Learning the stroke order method is essentially just a lighter and less time consuming method of 汉字 repetition, the difference is that you are remembering the method behind writing a specific character rather than the finished outcome itself. This will help you a lot when it comes to your writing skills, it just wont help so much with your reading skills. Below you can see me demonstrating the stroke order for writing my Chinese name.
Learn the Radicals
New students often make the mistake in assuming that every Chinese character is different. Now, they are right in saying 99.9% of Chinese characters are different in terms of appearance, but not in the way that they are constructed. The truth is, Chinese Characters are kind of like a jigsaw puzzle in many respects. You have basic characters known as radicals, most of these have their own meaning, but you can also combine these simple characters (or radicals) to form for complicated ones.

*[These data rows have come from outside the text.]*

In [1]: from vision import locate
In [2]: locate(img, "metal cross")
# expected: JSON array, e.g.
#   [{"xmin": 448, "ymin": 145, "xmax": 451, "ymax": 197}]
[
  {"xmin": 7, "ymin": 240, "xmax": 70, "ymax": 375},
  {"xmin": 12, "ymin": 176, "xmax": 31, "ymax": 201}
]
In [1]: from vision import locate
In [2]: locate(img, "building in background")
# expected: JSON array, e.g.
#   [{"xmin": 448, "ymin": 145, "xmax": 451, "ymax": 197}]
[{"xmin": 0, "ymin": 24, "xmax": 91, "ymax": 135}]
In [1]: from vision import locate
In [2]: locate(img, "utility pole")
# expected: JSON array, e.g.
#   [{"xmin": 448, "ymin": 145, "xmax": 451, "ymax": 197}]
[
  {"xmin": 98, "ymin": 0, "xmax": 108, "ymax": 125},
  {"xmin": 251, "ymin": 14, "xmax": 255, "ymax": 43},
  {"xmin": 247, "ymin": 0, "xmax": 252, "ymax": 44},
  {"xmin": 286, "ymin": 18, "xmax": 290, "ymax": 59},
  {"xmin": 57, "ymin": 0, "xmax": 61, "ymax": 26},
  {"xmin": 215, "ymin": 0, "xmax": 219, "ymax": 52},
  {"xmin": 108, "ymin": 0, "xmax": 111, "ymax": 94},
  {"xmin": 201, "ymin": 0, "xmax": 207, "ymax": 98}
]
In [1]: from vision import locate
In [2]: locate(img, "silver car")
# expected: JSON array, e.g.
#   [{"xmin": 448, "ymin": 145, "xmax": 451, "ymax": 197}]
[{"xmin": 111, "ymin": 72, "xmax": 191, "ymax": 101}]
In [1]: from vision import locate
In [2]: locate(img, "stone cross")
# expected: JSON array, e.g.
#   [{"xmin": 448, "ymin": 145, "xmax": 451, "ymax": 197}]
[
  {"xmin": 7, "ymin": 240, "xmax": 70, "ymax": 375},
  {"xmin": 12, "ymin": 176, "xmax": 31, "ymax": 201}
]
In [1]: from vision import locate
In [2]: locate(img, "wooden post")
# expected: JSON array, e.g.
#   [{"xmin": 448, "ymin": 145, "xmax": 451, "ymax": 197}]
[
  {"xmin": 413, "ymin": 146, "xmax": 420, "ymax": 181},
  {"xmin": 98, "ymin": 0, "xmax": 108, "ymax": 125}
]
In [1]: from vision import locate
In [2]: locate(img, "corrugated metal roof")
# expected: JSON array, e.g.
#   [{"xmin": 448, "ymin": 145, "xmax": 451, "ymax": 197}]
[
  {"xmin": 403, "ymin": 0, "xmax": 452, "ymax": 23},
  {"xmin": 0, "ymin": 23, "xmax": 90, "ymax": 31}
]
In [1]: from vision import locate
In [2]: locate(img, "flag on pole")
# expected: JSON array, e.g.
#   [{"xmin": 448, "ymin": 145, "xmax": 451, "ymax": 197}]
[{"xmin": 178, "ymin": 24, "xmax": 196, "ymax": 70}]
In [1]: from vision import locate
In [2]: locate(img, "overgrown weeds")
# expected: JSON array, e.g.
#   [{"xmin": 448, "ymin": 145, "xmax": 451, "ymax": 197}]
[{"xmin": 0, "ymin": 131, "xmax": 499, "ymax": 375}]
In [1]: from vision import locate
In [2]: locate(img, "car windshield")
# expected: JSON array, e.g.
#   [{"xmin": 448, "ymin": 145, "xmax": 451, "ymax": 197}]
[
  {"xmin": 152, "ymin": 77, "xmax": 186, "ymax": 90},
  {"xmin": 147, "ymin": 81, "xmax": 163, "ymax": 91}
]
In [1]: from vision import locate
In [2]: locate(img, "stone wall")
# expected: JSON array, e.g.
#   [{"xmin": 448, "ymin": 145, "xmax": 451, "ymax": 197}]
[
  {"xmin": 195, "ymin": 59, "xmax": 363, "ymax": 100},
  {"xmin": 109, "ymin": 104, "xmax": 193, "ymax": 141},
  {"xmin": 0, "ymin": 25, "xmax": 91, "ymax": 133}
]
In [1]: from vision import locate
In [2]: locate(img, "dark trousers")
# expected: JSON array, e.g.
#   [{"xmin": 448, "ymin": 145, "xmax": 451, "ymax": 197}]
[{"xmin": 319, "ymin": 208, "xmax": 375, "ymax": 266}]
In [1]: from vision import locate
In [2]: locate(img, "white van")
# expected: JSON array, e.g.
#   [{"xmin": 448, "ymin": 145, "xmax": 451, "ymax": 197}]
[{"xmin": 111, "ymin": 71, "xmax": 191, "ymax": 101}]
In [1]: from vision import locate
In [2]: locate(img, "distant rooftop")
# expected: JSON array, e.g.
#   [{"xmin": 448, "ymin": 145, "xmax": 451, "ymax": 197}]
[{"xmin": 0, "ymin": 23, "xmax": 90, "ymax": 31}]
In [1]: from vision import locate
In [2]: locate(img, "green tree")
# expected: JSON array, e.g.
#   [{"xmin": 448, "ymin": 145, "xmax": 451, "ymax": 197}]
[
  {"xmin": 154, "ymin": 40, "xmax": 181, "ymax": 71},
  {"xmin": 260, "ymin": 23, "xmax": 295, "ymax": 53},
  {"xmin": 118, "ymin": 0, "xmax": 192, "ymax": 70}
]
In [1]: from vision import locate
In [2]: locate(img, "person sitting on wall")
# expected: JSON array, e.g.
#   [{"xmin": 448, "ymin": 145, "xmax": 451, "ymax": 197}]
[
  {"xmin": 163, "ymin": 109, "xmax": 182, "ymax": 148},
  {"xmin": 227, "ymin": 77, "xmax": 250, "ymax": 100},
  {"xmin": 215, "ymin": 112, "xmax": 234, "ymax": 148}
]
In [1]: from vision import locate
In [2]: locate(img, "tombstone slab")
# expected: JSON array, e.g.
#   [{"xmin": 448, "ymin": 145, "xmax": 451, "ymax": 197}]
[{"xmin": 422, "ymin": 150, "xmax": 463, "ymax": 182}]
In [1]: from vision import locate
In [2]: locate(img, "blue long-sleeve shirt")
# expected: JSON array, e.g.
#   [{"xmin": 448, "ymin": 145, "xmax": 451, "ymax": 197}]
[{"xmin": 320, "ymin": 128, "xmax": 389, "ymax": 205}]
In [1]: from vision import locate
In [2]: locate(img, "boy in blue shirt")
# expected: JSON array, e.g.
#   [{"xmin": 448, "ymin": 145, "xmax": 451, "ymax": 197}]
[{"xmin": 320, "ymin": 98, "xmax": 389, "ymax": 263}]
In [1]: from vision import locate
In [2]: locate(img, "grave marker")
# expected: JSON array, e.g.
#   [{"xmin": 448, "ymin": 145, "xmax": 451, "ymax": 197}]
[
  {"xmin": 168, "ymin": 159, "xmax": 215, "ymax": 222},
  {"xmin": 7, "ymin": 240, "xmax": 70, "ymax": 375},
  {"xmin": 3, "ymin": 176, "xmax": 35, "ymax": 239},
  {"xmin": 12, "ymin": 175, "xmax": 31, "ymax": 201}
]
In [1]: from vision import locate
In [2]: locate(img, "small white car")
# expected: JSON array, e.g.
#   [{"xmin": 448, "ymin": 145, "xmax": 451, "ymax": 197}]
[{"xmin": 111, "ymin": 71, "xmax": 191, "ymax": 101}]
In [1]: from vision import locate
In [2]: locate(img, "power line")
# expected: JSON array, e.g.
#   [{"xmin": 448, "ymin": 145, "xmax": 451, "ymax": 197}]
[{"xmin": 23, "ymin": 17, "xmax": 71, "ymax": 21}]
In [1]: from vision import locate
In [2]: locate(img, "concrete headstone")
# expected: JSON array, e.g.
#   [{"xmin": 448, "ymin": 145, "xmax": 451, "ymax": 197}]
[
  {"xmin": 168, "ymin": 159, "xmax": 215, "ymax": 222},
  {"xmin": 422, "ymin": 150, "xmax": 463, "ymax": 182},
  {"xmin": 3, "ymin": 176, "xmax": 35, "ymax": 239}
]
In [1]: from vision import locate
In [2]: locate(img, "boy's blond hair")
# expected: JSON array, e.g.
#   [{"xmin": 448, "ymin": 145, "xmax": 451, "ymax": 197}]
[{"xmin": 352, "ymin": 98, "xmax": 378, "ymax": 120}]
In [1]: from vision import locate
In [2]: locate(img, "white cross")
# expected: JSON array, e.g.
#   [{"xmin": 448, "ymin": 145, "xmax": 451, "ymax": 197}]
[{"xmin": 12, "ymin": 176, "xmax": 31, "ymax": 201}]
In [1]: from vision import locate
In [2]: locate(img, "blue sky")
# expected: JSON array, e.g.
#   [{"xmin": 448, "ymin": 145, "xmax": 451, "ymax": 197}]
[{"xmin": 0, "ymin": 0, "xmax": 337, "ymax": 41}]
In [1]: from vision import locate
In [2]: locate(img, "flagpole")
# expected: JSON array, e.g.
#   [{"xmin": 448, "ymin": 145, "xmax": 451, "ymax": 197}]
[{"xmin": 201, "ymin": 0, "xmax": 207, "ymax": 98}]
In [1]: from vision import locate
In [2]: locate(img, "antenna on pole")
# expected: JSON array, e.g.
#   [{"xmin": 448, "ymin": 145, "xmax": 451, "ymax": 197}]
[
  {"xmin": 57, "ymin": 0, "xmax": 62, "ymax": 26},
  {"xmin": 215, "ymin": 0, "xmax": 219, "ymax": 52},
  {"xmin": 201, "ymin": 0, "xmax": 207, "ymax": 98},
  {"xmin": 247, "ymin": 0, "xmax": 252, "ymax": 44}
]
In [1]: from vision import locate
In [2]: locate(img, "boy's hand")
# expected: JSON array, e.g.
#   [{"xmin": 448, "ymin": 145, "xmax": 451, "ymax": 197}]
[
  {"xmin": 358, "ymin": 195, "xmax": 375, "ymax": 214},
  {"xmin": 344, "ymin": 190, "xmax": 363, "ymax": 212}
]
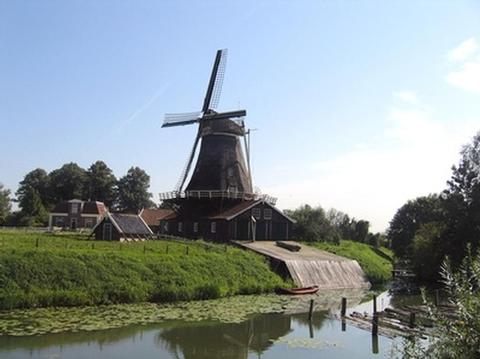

Many of my Japanese or Korean 同学们 (tóng xué men – class mates) often have little issue with learning news characters, even if they don’t appear in their native languages. The reason for this is that they can break down a character’s separate radicals and deduce a ‘ball park guess’ at the meaning of said character. Once they know this, being able to remember what the character looks like comes very easily to them as you can simply categorise whole swathes of characters by meaning.
You might be questioning, “why can’t I do this?” The reason is because it takes time. Many students in East Asian countries
are forced have the option of learning characters when they are in school (particularly Korean and Japanese students). It is therefore as second fiddle to them as the Latin alphabet is to us in the West. Now, before you despair, it is possible for Westerners to pick up this method of learning characters, it just takes months (if not years) of practice. Besides, this learning method isn’t full proof either. Just because you can remember the radicals that form a character doesn’t always mean you would know which order to put them in, putting you back to square one.